Early Computer Games
History of Computer Games
When computers were first developed using microprocessors back in the 1970's, computer games were some of the first applications developed. These early forms of computer entertainment captivated children and adults alike. One of the first such games was "Pong". It was a kind of Ping-Pong that could be played against an opponent or against the computer. The computer screen displayed a paddle for each player, which was just a simple line. A "ball" was displayed that moved across the screen. This ball was just a light that was moved by the computer in a predictable path. When the ball struck something like the top of the screen or a player's paddle, the ball would have it's trajectory altered to a new path. Players had to hit the ball with their paddle to reverse the ball towards their opponent. If they missed the ball, a point would be scored by the other player. Like Ping-Pong, when a player reached the maximum score, the entire game was over. Pong was released by Atari in 1972 and started the video gaming industry. This early computer game was an instant hit and proved that small computers were going to be a huge commercial success.

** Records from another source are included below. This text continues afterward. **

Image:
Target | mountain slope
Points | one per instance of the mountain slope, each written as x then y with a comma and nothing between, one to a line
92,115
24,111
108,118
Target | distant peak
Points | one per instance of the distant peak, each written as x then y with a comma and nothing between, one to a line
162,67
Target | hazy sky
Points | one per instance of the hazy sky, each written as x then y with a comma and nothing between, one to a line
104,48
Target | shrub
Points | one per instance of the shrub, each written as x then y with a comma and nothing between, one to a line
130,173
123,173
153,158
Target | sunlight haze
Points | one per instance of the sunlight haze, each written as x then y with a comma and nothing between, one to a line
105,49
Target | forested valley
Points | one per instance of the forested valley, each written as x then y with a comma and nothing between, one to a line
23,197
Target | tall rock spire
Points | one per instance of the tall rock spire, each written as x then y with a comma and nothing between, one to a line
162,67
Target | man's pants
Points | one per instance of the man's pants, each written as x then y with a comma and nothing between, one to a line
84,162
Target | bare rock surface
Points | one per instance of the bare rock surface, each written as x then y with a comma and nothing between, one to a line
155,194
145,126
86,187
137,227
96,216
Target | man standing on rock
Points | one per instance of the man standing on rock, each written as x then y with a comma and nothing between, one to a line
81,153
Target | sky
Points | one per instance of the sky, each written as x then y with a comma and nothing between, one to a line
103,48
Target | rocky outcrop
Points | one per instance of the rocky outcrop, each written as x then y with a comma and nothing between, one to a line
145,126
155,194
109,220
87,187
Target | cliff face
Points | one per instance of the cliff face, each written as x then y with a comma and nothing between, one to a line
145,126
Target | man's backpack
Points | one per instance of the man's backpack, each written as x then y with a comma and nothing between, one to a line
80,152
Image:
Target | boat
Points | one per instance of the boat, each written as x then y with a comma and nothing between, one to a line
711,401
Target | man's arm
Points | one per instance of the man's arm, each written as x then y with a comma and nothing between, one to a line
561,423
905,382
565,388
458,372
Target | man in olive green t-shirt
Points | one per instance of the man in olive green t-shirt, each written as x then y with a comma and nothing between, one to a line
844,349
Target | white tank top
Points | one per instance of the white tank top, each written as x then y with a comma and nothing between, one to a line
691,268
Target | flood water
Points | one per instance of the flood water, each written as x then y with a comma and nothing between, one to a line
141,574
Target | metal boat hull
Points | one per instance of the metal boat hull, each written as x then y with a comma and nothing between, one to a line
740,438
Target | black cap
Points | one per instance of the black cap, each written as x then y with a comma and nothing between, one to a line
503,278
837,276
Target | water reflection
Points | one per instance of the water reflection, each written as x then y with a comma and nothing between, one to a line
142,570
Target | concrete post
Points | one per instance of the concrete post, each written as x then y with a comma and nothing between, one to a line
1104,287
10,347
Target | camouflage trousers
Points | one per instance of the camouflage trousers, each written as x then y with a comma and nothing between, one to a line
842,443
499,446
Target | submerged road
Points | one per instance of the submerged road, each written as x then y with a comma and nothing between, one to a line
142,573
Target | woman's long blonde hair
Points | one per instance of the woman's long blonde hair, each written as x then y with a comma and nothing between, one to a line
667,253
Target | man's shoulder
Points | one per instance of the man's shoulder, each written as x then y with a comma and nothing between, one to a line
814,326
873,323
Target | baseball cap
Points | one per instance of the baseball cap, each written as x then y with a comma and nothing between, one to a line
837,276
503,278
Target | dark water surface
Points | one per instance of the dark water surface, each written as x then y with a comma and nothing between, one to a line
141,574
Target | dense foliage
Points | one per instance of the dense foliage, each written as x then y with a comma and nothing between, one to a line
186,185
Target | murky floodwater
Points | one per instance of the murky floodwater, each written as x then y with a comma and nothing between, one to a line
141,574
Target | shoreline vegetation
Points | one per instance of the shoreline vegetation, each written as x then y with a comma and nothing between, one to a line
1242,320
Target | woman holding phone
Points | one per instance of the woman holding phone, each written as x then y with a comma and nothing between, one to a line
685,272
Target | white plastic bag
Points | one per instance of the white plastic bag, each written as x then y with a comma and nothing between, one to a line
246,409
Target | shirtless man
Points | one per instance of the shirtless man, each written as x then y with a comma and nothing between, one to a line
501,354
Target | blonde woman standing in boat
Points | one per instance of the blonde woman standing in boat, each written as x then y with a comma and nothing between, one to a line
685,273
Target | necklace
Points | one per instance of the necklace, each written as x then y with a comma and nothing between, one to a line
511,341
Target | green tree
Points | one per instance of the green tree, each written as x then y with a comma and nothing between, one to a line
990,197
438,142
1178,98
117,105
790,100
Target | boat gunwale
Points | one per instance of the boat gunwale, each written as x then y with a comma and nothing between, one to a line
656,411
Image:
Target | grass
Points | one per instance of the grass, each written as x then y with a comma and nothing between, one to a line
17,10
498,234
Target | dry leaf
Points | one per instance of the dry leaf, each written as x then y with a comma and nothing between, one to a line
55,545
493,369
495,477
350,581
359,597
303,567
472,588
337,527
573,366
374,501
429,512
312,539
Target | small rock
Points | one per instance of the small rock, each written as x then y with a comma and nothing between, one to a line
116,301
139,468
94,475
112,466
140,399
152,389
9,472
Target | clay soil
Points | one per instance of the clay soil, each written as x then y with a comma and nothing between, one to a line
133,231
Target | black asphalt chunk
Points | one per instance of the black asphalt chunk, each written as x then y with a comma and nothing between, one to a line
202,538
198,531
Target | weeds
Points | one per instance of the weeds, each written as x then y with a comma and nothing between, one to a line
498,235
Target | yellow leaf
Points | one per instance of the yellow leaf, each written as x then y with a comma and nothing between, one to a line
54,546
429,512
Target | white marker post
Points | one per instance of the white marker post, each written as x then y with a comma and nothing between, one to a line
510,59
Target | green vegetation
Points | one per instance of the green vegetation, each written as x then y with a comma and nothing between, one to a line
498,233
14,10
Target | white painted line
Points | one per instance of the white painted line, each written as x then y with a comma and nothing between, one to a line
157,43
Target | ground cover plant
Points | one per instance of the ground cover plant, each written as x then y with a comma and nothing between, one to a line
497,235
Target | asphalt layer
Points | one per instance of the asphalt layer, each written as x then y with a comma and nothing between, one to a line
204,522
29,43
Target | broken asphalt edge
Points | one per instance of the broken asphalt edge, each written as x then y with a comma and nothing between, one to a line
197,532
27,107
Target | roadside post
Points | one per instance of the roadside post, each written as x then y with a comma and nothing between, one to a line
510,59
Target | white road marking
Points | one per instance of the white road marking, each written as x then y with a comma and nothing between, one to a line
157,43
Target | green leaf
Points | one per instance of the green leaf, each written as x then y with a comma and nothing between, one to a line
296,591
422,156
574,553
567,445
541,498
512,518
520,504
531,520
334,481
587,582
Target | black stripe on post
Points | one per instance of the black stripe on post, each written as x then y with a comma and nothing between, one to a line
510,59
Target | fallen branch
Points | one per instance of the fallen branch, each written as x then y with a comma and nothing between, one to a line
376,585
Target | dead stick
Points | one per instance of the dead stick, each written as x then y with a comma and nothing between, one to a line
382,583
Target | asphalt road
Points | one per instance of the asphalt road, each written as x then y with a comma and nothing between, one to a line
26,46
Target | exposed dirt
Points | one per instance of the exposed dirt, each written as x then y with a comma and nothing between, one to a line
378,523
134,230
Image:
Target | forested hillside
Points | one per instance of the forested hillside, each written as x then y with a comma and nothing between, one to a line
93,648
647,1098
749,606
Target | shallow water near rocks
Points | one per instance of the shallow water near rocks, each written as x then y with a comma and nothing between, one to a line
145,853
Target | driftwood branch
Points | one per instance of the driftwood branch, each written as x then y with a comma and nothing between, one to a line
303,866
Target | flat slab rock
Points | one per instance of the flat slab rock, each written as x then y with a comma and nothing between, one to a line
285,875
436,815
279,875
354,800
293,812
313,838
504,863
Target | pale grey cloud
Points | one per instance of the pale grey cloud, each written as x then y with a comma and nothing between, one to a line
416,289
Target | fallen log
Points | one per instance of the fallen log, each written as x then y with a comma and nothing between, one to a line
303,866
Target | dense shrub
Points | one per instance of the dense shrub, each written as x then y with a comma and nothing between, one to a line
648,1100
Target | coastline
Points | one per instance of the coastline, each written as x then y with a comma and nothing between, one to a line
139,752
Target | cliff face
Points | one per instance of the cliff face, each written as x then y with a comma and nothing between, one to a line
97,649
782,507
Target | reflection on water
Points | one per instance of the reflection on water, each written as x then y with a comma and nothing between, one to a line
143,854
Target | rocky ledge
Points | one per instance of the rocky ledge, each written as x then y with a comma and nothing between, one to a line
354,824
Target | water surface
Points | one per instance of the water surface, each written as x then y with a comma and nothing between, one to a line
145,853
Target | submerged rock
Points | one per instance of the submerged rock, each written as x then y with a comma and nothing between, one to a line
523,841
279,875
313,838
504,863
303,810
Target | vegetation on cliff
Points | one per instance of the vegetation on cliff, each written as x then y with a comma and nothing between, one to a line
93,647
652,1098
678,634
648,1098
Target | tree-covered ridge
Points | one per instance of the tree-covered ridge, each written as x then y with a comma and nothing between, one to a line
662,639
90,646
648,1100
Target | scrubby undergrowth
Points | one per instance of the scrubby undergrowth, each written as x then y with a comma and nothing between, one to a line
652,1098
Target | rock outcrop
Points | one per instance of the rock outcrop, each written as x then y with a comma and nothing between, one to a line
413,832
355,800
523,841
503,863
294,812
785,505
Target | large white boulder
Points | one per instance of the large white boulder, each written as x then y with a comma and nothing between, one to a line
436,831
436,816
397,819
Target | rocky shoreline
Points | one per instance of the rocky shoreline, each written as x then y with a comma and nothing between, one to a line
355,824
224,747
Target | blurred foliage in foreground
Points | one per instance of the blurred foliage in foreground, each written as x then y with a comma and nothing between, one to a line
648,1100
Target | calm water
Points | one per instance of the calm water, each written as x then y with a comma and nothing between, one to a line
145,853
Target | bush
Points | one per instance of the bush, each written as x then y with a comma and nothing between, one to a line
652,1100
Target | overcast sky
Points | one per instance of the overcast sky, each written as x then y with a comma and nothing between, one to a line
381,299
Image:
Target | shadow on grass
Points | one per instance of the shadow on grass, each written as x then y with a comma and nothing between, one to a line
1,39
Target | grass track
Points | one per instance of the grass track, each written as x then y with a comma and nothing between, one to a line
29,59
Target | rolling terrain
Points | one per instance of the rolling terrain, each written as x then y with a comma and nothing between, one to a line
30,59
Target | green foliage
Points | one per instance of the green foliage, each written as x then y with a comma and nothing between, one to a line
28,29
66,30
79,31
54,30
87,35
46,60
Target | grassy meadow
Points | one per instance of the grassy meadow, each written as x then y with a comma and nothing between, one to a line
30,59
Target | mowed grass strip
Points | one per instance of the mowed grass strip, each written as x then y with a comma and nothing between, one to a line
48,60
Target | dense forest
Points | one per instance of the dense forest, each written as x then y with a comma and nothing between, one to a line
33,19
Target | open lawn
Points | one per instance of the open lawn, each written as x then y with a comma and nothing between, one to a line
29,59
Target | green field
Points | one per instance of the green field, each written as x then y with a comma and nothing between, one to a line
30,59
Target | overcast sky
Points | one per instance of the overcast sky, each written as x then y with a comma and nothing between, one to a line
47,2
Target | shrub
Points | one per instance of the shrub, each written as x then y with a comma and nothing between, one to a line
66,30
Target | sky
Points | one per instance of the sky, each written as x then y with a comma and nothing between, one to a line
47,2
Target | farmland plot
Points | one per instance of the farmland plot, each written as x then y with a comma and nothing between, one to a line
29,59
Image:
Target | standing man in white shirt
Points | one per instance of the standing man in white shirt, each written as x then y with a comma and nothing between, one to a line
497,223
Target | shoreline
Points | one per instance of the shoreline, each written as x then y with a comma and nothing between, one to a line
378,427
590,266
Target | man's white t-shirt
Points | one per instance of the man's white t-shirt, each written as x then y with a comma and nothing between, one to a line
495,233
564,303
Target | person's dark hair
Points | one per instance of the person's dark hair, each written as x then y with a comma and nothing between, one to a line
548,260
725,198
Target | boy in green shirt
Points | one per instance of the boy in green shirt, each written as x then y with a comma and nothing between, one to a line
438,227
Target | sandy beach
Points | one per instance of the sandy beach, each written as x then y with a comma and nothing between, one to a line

Early Computer Video games
The video game pioneers
After Atari made Pong, several other games began to become available. Many of these became quite popular. The Pac-Man video game, released by Namco in 1980, was much more complex than Pong and has been an immense success. Pac-Man added several elements that advanced the video gaming industry. Players were able to control their character and gain points through controllable actions. A maze was diplayed that required players to successfully navigate. Computer generated monsters persued the player's character and could easily eliminate the player. Computer generated music was played while the game was active. Pac-Man entered the video gaming market when shooting games such as Asteroids and Space Invaders were popular. Despite the later entry of Pac-Man into the industry, it has been credited with being the most famous arcade game of all time. Namco later introduced an authorized spin-off of Pac-Man but many un-authorized spin-offs made their way into the computer gaming market. Ms. Pac-Man, Pac-Man Plus and Junior Pac-Man were early computer game applications that built on the success of Pac-Man. These titles were among about 30 that Namco identified during lawsuits that they initiated against other companies.